November 7, 2018 by Robert Franklin, Member, National Board of Directors, National Parents Organization
In Colorado, and seemingly under the threat of a state Court of Appeals decision, state child welfare agencies are starting to try to locate fathers when mothers are charged with child abuse or neglect (Colorado Sun, 11/5/18). That of course is a good thing, but the new development fairly screams “Why’d it take so long?”
As I’ve written before, back in 2006, the Urban Institute did a study that found that, in over half of cases in which the father’s identity was known, CPS agencies made no effort to locate him. They preferred foster care to father care despite the fact that the former costs the state significant sums of money and the latter little or nothing.
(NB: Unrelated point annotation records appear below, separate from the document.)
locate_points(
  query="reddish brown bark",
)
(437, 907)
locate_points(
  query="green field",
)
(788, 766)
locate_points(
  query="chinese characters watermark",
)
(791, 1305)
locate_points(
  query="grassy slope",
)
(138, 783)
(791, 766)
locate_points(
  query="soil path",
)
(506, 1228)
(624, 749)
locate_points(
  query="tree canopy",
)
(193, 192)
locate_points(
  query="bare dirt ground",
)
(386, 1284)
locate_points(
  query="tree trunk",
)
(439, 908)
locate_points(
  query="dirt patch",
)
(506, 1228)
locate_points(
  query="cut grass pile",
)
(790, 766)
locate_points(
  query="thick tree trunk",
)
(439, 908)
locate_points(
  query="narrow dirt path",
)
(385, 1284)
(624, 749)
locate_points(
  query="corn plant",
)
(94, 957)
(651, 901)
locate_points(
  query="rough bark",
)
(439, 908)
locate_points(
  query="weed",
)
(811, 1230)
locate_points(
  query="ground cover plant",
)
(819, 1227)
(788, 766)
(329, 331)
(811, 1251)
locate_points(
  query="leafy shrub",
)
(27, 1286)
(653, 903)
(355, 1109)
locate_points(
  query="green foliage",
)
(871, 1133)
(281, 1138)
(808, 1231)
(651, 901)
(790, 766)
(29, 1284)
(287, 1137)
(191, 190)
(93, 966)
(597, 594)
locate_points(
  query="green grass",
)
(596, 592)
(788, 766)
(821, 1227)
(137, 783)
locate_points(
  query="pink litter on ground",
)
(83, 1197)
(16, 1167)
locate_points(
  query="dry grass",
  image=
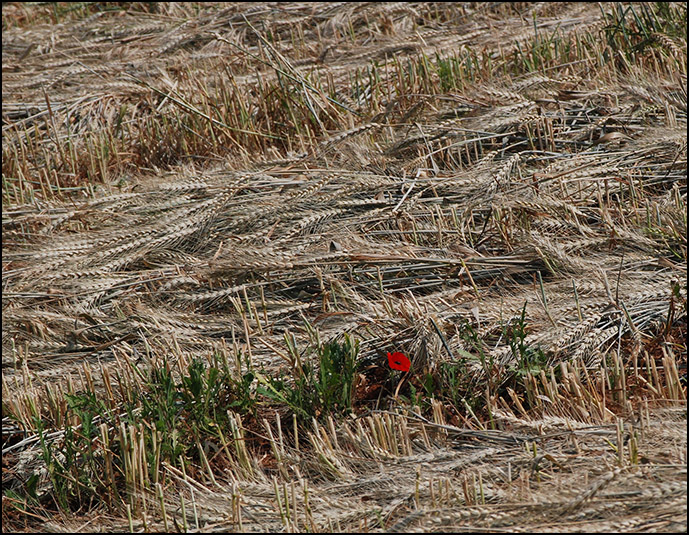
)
(497, 190)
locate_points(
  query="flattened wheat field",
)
(222, 224)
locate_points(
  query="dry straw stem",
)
(497, 190)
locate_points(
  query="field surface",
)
(222, 223)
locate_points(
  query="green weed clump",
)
(319, 386)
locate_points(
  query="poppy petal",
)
(398, 361)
Now, one of the primary impediments to locating fathers is getting mothers to identify them.
An untold number of kids caught up in Denver’s child welfare system have had a father named John Doe, a practice that went on for decades and made it less likely for children to find permanent homes. When the dad is unknown, so is an entire side of the family that might otherwise step up to care for an abused child.
But of course the dad is almost never “unknown,” or at least unknowable. The fact is that women almost always know the identity of the man with whom they’re having sex, so they know who’s the father of any resulting child. Sometimes of course a woman will have sex with more than one man at or near the time of conception, so she can’t know who is the actual father, but she can identify all the possibilities. The problem being that no one anywhere requires a mother to identify the father of a child.
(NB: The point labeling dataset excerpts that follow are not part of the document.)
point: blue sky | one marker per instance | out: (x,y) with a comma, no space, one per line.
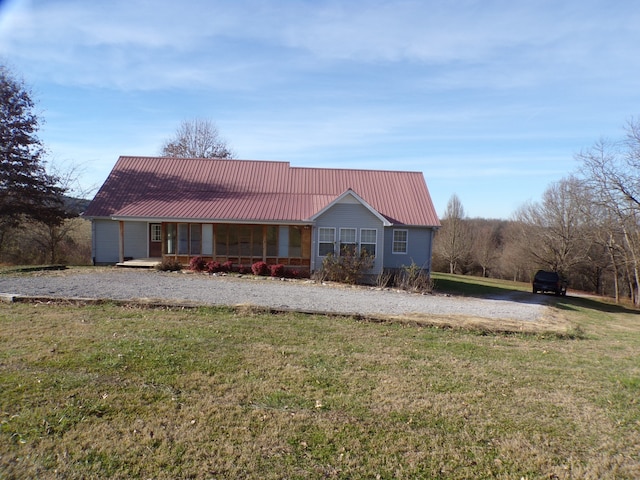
(489,99)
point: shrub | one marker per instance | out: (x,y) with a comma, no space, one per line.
(260,268)
(214,267)
(278,270)
(197,264)
(169,265)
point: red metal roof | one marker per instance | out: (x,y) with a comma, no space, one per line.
(252,191)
Yes, if she receives federal benefits under the Temporary Assistance to Needy Families program, she’s supposed to identify the father so he can be dunned for reimbursement. But if she refuses or identifies the wrong man, there are no consequences to her. So in fact, she’s free to claim she doesn’t know.
Now, Denver County requires some specific information.
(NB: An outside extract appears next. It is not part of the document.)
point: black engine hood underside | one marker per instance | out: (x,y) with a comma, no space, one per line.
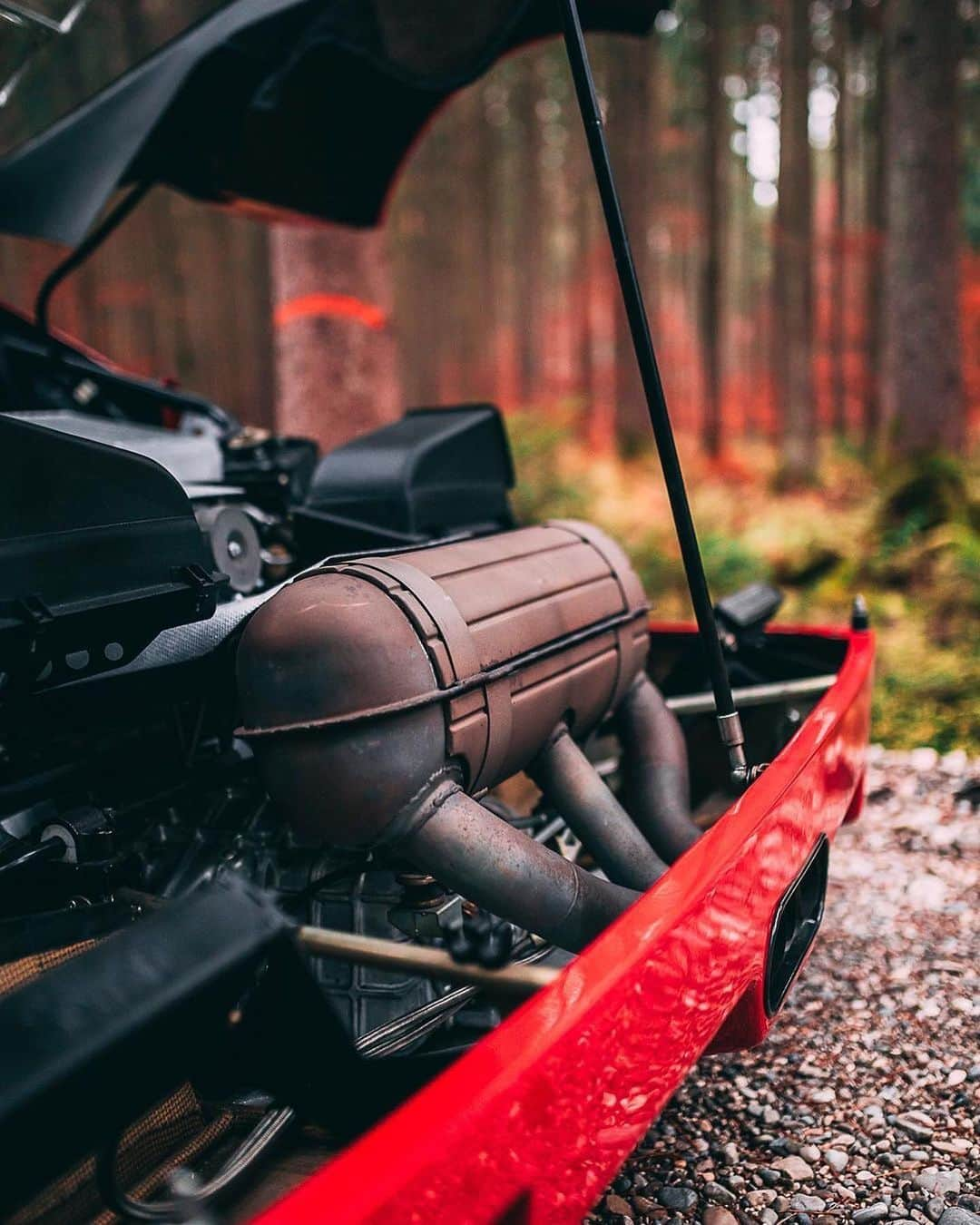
(298,105)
The county, in July 2016, also created a “parentage affidavit” — a document to establish the legal parents. It’s pretty blunt:
It states: “I had sex with the following man/men 45 days before/after conception: (use additional paper if necessary, but included ALL men including the man you believe to be the father of the child).”
Note that the document is called an “affidavit.” That strongly suggests that it’s signed under oath, which further suggests that false swearing may result in a perjury charge. Beyond that, however, I see nothing requiring the signatory to tell the truth. Still, it looks like a step in the right direction.
I haven’t yet located a copy of the Court of Appeals decision that seems to have given rise to the new efforts in Denver to identify and locate fathers.
Now other county child welfare offices are calling Denver for advice on how to remodel their programs, said Jennifer Collins, assistant director of the City Attorney’s Office, human services section. The widespread interest stems from a recent Colorado Court of Appeals opinion that requires lower courts to determine paternity in dependency and neglect cases, which is what Denver began doing in 2016 through its no-more-John-Doe practices.
Hmm. What the author of the piece refers to as “the widespread interest” in locating fathers looks to me more like a fear of violating the requirements of the law. After all, if the Court of Appeals is requiring CPS agencies to identify the fathers of abused and neglected kids, that clearly means those agencies are on notice that fathers have the right to be informed of their children’s plight. That in turn means that the qualified immunity that usually clothes caseworkers has vanished if they fail to identify and locate those fathers. And that further means that those fathers can sue the state for violation of their civil rights if they’re not so informed.
In fact, that’s very much what happened back in 2010 in the Ninth Circuit of the federal courts. I wrote about the case here. That Federal Court of Appeals ruled that CPS agencies were required to inform fathers of children who’ve been abused or neglected as a matter of those fathers’ fundamental liberty interest in participating in the care, custody and management of their children. The federal Ninth Circuit is the largest in the nation, but it doesn’t include Colorado, so the 2010 case has no value there as precedent. But its reasoning can certainly influence other courts and I wouldn’t be surprised to learn that it did so in the Colorado case.
Irrespective of that though the legal requirement that CPS agencies inform fathers of the abuse or neglect of their child so they can exercise their parental rights seems to be spreading. It should have happened years ago, but, I suppose, better late than never.